Every so often, I will check my e-mail and find a hidden gem from our captain, David Appelman. The messages usually discuss any pertinent baseball topics we may have interest in covering, but, every now and then, inform us writers of new statistical updates at the website. This is my favorite type of e-mail, one of which I received yesterday, that almost gave me a sabergasm. See, we have some new stats on this site that are not only incredibly useful, but are incredibly interesting to peruse as well. You can find these new statistics on the individual player pages as well as the leaderboards.

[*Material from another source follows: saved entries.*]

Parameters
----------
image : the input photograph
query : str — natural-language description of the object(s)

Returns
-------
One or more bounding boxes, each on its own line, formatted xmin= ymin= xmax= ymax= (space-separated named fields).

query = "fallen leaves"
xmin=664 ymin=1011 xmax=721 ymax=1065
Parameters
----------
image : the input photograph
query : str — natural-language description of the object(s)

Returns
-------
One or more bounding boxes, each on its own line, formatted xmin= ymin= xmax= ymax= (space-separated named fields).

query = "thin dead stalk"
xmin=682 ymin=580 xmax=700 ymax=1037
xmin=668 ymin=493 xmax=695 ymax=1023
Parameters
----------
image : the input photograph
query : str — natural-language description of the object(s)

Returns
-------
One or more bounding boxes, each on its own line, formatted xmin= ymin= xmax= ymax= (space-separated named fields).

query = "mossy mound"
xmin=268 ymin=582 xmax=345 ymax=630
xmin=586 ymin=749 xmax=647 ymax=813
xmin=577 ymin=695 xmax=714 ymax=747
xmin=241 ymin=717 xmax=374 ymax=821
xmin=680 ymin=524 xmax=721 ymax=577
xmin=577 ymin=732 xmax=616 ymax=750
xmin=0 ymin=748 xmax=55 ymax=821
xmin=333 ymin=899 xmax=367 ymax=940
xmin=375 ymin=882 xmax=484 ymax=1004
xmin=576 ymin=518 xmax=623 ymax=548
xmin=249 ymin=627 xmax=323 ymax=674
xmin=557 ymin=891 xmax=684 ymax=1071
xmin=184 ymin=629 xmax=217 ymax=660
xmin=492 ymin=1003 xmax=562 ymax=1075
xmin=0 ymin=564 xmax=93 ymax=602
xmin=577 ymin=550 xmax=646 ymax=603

To get the suspense out of the way, the statistics are: First-strike percentage for both batters and pitchers, Plate Discipline stats for pitchers, and Pitch Type stats for batters. The percentage of first strikes tells us, for pitchers, which ones get ahead 0-1 in the count most often; it also counts a ball put in play on the first pitch as a strike. For hitters, we can see which get behind 0-1 the most or least, with plate appearances ending with just one pitch intermingled as well. For instance, did you know that Corey Hart of the Brewers had a 68.9% F-Strike this year? Yeah, over two-thirds of his plate appearances began with him down in the count 0-1, or ended after just one pitch.
On the flipside, Chipper Jones had the lowest F-Strike for a hitter at just 48.3%. Albert Pujols finished at a somewhat distant second with 49.7%. From a pitching standpoint, Barry Zito threw a first-pitch strike just 51.5% of the time, with Edinson Volquez and Oliver Perez finishing close behind. Inversely, Mike Mussina led all of baseball with a 67.6% F-Strike. Close behind him were Ervin Santana, Cliff Lee, Greg Maddux, and Dan Haren, all of which exhibted exemplary control during the 2008 season.

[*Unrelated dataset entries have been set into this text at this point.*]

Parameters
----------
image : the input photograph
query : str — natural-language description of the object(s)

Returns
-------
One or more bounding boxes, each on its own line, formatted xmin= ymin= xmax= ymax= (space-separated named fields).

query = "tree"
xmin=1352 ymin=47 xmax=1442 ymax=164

The plate discipline stats for pitchers are not what some may think. No, it isn’t hitting stats for pitchers, explaining how often Joe Blanton swung at pitches out of the zone. Rather, these include the O-Swing, Z-Swing, etc, stats, but for hitters against pitchers. So, if you go to Joe Blanton‘s page, and find the plate discipline section, you will be able to see how often hitters swung at his pitches in the zone, out of the zone, how often he threw in the zone, how often did hitters make contact on his pitches, and more along those lines.
This is an amazing addition to the site, and something I will delve into much more next week, but as an appetizer, I will say that Daniel Cabrera, by far had the lowest percentage of swings at pitches outside of the zone. Jake Peavy, however, induced the highest percentage of such swings. In fact, here’s an interesting nugget: Peavy led the league with a 32.4% O-Swing, and threw just 47.6% of his pitches in the zone. Meanwhile, Barry Zito, who had the lowest F-Strike%, threw a league-low 47.2% of his pitches in the zone, but only induced 26% swings on those pitches. Essentially, while both he and Peavy threw the same amount of pitches in and out of the strike zone, Zito could not get as many hitters to swing, which amounts to a large difference in strikeouts and walks.
The other addition is pitch type stats for hitters. Haven’t you ever wondered what percentage of pitches certain hitters see in a given year? I know I have. Countless times this year I wondered what percentage of fastballs Ryan Howard saw, given that he really cannot hit anything else. Well, with the additions here, I know now he saw 51.2% fastballs in 2008, the fourth lowest percentage in the sport. Hunter Pence, at 49.8%, actually saw the lowest percentage, with Dan Uggla, Aubrey Huff, Ryan Howard, and Geovany Soto close behind. Basically, this bottom five consists of sluggers who struggle with breaking pitches, and therefore see a wide array of such pitches.
Click the leaderboard again, to sort by descending order, and we get: Gregor Blanco (70.5%), Jason Kendall (70.0%), Chone Figgins (69.1%), Placido Polanco (68.1%), Willy Taveras (68.0%). Pretty much the opposite group, as these guys are by no means whatsoever power threats, but five hitters who rarely strike out. Moving further, we can also take a look at the average velocities these hitters faced.
Did you know that the AL East had a very high average fastball? It must have, since Kevin Youkilis led the league with a 91.8 mph heater faced, while Manny Ramirez, Alex Rodriguez, Dustin Pedroia, and Jacoby Ellsbury all found themselves in the top five. Reverse the list and we see that Chone Figgins, who saw one of the highest percentages of fastballs, led the league by seeing the slowest average fastball, at just 90.1%. I’m sure myself and my colleagues here will be using these stats much more moving forward, but hopefully this serves as a nice introduction to the new types of information now accessible.